Die dubiosen Finanzmärkte sind also eine der Haupteinnahmequellen des britischen Empires und somit ist es kaum verwunderlich, dass man sie nicht unter EU-Kontrolle haben möchte. Darauf dürfte der Austritt der EU zumindest für die Briten keine Auswirkungen haben. Im Gegenteil: Sie können ihre dubiosen Machenschaften in der Finanzwelt forcieren. Hier wird es allerdings für den Steuerflüchtling der verbleibenden EU-Mitgliedsstaaten vermutlich schwieriger, das Geld in den Steueroasen unterzubringen, wenn das legale "Zwischenkonto" in Großbritannien wegfällt.
Seit Maggie Thatcher wurde in Großbrittanien viel an eigener Industriekapazität zerstört, Großbritannien hat außerhalb Londons wenig Arbeit zu bieten und eine hohe Arbeitslosenrate. Das BIP wird weitgehend durch die Finanzmärkte generiert. Hier dürfte sich vermutlich auch wenig daran ändern. Für die EU fällt ein einfacher Absatzmarkt weg. Allerdings ist das wiederum Verhandlungssache. Schwierig wird es für die vielen Briten, die aufgrund der Wohnsitzfreiheit innerhalb der EU außerhalb Großbritanniens wohnen. Sie werden in zwei Jahren für die EU Ausländer sein. Gleiches gilt natürlich umgekehrt ebenso.

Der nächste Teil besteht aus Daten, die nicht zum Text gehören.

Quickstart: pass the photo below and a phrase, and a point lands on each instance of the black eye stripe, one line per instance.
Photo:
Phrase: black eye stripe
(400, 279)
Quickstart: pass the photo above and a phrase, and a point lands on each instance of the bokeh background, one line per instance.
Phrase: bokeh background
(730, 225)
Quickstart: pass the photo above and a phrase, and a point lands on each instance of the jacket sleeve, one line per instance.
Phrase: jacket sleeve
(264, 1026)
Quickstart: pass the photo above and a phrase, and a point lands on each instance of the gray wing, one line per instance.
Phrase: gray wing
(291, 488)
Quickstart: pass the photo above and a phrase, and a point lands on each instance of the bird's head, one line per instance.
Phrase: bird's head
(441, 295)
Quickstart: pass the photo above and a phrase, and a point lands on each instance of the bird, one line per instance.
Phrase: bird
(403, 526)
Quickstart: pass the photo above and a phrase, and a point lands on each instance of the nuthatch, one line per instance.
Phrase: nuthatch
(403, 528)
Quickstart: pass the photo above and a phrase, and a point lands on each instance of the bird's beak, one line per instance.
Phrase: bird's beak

Auch Aspekte wie Europol oder "Europäischer Haftbefehl" werden dann künftig in Frage zu stellen sein, dass kan gut aber auch schlecht sein. Es gilt viel zu überdenken. Mittlerweile basieren viele Geschäftsmodelle auch in Deutschland auf britischen "Limited Corporates", sprich Ltd., einer Gesellschaftsform ähnlich der GmbH, jedoch deutlich einfacher und: billiger. Auch hier dürfte es wirtschaftliche und juristische Komplikationen geben, weil diese Ltd's dann nicht mehr Bestandteil der EU sind und somitt nicht mehr anerkannt werden müssen. Auch wenn damit viel Schindluder getrieben wird, für manch einen kleineren Unternehmer ist es dann doch eine legale Möglichkeit gewesen, nicht die 12.500 EUR für eine GmbH aubringen oder das Haftungsrisiko einer GbR tragen zu müssen.
Der Brexit hat allerdings dennoch für Großbritannien weitreichendere Folgen. So besteht die große Möglichkeit, dass sich Schottland dann doch abspaltet und auch die Nordirland-Frage birgt nicht unerhebliche Risiken. Großbritannien ist jetzt das Risiko eingegangen, den eigenen Zerfall hervorgerufen zu haben. Ein sehr hoher Preis, der auch die Wirtschaft Großbritanniens in den Abgrund ziehen kann, denn gerade in Schottland befinden sich dann doch einige, der tatsächlichen Wirtschaftsstandorte außerhalb des Finanzmarktes.
Machen wir uns nichts vor: Gewonnen hat beim Brexit keiner, weder Großbritannien noch die EU.
Großbritannien war nie einfach und ob es mit seiner teils sehr egomanen Einstellung je in die EU gehört hätte, ist fraglich. Dennoch ist der jetzige Ausstieg eine schwerwiegende Sache für beide Seiten, auch wenn Großbritannien vermutlich dabei den weitaus größeren Schaden davon trägt und sich vom Brexit nie mehr wirklich erholen wird.